Effective document search relies on representing your data in a way that captures meaning. Common approaches include keyword search and vector similarity search.

With Morphik, you can ingest text, images, and other modalities. Use the `retrieve_docs` function for a simple vector similarity search or `query` to combine retrieval with language model generation:

```python theme={null}
from morphik import Morphik

db = Morphik()

# Retrieve top matching documents
docs = db.retrieve_docs(query="latest sales figures", k=3)

# Or generate an answer from the documents
answer = db.query("summarize the trends", k=3)
print(answer.text)
```

### Related questions

* **Q:** What is the difference between keyword and vector search?\
  **A:** Keyword search matches exact terms via an inverted index, while vector search compares dense embeddings to capture semantic similarity even when different words are used.

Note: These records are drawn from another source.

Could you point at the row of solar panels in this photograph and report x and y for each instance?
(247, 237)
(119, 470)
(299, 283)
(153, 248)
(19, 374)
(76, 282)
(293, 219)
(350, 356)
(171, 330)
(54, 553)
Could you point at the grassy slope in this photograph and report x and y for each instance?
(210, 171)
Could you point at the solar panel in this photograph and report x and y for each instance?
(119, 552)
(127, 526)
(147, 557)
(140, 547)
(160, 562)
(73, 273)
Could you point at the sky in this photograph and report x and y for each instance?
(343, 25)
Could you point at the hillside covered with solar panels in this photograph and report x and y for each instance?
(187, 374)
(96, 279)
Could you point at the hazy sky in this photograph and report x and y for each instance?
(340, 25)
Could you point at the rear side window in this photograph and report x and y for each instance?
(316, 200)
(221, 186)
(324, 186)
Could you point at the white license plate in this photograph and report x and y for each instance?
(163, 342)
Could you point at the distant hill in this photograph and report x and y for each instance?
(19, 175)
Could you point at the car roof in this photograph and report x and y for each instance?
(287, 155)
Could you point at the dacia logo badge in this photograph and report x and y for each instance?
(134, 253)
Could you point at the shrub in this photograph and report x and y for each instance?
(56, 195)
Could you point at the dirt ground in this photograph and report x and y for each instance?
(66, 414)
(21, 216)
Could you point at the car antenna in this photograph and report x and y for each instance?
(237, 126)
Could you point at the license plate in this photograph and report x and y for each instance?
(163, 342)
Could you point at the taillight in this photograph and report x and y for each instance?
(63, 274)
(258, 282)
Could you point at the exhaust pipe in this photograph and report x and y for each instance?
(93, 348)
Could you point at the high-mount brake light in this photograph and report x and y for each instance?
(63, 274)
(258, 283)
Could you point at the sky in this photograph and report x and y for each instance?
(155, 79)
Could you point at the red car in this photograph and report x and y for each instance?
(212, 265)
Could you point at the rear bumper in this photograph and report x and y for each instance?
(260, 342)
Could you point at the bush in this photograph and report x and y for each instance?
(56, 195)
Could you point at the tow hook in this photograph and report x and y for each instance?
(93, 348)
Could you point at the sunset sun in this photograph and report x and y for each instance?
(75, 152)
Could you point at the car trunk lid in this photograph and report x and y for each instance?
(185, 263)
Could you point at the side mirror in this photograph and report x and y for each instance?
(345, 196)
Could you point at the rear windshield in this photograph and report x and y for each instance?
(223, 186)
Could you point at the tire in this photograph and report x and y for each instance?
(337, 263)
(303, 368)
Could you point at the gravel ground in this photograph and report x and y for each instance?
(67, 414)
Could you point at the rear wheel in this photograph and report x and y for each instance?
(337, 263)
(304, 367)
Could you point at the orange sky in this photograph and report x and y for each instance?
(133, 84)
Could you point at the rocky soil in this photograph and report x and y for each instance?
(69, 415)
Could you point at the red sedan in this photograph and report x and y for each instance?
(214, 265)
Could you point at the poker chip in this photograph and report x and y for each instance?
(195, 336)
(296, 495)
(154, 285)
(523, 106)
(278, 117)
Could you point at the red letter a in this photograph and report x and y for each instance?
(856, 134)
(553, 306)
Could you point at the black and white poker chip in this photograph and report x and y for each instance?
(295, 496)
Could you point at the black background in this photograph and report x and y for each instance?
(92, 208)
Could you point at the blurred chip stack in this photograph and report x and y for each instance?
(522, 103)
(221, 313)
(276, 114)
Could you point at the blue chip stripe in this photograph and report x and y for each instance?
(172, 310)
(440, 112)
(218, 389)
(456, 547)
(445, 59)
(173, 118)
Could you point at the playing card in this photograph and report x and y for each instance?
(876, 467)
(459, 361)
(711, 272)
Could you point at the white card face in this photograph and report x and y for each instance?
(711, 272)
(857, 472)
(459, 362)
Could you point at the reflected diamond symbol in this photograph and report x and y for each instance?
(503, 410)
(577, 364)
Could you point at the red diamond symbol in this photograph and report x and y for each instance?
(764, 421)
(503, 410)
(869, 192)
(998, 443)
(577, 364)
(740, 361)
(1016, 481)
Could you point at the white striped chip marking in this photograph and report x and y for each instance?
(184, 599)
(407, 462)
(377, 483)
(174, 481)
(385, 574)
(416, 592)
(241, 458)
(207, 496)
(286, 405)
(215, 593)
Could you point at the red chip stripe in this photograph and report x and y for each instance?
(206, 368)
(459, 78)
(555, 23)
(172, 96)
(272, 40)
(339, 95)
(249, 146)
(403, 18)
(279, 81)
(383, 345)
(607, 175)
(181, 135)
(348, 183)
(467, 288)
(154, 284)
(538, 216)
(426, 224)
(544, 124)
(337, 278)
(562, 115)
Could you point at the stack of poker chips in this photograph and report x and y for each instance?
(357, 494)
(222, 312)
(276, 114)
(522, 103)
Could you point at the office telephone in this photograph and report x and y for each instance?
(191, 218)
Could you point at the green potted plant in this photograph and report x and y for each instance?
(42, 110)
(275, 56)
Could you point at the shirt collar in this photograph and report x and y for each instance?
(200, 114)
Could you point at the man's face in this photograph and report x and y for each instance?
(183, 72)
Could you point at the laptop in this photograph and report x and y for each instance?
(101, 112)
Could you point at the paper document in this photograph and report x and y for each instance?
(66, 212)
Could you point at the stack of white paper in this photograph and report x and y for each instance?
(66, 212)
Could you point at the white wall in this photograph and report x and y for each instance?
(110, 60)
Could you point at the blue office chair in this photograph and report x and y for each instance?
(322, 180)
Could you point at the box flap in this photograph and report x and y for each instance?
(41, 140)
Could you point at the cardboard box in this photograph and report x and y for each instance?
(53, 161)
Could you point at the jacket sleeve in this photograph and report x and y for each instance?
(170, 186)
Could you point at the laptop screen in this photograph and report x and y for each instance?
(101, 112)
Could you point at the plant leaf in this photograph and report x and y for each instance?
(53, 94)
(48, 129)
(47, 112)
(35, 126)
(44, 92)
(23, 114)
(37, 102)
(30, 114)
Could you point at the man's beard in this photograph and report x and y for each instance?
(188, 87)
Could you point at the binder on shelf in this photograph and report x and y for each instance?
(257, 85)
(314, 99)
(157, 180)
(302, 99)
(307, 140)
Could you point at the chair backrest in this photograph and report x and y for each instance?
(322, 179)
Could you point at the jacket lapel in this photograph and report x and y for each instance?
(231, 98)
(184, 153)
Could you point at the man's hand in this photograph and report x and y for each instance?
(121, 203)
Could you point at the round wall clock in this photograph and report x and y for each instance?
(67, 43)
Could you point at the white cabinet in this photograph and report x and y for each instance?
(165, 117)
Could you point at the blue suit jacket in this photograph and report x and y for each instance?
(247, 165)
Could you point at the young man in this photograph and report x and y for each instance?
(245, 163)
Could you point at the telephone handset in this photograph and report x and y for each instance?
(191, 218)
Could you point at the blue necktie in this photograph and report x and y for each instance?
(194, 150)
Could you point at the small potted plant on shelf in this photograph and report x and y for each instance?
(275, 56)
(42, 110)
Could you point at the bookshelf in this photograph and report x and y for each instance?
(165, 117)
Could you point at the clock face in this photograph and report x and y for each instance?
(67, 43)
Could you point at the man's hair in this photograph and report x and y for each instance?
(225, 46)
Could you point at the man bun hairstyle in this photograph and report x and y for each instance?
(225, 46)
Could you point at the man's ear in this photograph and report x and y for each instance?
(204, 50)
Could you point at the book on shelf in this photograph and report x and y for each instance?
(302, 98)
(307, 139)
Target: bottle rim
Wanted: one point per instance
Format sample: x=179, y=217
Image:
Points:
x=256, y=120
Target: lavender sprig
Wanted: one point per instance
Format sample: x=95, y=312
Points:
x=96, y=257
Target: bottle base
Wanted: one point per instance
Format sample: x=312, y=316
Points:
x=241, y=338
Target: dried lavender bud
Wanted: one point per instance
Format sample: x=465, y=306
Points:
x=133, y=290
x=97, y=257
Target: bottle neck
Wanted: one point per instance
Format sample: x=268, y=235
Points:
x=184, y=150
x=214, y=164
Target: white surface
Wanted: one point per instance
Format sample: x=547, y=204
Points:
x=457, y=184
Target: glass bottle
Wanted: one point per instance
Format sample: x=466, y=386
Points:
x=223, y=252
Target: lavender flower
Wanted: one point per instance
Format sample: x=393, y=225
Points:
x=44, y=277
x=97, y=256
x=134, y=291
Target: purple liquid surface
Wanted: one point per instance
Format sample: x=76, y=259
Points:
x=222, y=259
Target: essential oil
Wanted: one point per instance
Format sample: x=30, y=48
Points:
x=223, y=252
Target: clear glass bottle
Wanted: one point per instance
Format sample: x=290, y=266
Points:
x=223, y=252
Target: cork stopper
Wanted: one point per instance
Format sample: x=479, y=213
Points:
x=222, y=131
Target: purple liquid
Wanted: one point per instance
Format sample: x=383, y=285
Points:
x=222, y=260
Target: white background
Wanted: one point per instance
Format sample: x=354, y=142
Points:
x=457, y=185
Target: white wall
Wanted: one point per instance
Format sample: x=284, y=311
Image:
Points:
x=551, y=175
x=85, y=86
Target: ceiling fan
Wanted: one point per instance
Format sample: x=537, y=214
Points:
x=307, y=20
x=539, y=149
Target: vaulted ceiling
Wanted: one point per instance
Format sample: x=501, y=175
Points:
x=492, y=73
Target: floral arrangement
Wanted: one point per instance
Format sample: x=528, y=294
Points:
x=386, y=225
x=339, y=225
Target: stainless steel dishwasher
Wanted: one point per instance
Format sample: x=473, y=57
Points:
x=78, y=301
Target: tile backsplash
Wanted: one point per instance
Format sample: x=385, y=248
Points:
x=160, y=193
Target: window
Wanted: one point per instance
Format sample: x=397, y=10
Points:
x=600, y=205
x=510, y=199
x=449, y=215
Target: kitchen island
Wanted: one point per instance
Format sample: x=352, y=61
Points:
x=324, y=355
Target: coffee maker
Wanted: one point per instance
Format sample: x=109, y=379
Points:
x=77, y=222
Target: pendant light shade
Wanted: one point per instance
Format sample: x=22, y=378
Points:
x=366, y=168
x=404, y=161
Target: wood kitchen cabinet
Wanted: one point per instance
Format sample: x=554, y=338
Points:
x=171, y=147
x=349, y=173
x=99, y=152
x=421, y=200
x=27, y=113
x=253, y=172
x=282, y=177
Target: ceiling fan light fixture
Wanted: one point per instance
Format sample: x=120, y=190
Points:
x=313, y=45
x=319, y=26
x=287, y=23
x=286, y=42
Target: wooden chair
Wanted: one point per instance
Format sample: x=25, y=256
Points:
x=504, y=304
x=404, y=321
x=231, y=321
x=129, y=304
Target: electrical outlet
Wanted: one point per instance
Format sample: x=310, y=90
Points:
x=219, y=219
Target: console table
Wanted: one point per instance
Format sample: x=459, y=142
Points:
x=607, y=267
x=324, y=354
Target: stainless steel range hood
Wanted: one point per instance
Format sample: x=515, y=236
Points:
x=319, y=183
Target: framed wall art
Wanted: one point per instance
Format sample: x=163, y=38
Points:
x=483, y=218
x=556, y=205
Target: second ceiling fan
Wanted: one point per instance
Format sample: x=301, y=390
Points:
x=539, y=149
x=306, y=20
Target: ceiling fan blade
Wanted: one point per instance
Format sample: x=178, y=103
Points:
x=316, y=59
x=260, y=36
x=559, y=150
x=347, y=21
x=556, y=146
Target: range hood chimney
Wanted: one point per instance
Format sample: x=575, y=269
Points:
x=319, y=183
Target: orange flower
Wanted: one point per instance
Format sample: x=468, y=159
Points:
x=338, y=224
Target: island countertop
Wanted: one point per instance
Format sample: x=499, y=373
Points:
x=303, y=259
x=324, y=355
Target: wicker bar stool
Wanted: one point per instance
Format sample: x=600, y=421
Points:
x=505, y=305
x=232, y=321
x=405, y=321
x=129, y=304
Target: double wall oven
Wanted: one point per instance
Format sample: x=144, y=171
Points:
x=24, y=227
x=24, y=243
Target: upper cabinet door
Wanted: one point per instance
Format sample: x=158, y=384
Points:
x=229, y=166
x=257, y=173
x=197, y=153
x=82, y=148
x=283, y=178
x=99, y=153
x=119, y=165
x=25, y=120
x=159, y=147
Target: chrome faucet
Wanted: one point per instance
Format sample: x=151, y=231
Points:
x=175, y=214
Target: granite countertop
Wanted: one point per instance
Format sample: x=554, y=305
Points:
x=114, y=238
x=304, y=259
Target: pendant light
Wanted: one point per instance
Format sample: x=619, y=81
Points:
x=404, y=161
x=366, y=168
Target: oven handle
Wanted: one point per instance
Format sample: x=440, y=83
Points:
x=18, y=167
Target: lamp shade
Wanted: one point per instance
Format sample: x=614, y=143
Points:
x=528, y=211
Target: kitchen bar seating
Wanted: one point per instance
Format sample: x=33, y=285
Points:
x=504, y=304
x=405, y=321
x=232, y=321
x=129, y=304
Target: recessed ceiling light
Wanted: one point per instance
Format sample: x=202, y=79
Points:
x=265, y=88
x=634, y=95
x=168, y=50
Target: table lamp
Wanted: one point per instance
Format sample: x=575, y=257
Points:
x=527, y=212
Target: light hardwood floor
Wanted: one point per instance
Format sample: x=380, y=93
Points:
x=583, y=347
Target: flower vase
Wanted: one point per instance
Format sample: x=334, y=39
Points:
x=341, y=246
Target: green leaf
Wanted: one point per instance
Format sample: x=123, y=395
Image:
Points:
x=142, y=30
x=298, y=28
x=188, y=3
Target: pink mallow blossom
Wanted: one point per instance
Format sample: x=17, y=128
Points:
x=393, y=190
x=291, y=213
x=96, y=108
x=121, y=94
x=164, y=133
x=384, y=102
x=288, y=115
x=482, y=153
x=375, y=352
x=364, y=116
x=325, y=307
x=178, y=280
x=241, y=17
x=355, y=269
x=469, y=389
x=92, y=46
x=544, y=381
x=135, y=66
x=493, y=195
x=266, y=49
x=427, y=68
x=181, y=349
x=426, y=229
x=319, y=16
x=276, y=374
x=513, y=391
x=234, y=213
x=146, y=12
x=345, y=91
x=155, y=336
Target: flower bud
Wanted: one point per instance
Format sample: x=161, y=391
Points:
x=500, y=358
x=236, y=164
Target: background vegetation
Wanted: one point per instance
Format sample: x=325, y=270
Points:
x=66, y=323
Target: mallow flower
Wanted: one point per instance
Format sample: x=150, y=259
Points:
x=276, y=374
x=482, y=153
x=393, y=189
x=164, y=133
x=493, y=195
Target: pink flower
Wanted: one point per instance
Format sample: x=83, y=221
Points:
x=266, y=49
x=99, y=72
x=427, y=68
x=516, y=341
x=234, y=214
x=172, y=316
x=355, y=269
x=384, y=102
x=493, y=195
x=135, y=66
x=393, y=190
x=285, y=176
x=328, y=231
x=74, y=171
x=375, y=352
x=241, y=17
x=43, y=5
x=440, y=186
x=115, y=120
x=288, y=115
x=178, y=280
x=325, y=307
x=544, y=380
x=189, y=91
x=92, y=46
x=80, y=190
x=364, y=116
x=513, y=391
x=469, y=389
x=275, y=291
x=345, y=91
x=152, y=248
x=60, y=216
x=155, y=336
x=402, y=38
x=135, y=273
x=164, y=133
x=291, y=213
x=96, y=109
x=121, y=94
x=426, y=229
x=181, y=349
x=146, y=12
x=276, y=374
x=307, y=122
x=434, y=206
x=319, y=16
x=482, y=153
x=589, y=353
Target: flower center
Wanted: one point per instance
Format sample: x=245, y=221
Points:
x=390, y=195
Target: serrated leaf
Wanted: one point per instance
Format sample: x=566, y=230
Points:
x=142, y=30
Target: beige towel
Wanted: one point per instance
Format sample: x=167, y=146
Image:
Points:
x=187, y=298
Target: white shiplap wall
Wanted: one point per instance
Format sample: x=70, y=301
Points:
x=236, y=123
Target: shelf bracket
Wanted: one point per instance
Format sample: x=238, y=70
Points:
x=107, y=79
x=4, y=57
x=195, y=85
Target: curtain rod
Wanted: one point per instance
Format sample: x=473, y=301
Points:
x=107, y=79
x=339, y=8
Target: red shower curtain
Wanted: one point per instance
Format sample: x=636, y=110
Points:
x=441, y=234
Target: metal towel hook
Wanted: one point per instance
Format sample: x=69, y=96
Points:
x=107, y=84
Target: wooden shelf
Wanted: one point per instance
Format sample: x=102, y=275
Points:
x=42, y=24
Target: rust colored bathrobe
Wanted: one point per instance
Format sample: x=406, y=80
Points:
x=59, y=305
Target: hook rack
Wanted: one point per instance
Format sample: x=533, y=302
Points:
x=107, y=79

* **Q:** How can I limit search to a specific document category?\
  **A:** Pass a `filters` dictionary when calling `retrieve_docs` or `query`, e.g. `filters={"category": "finance"}`, to restrict results to documents with matching metadata.

* **Q:** When should I use `query` instead of `retrieve_docs`?\
  **A:** Use `query` when you need the language model to read the retrieved docs and generate a synthesized answer; use `retrieve_docs` when you only need the raw documents.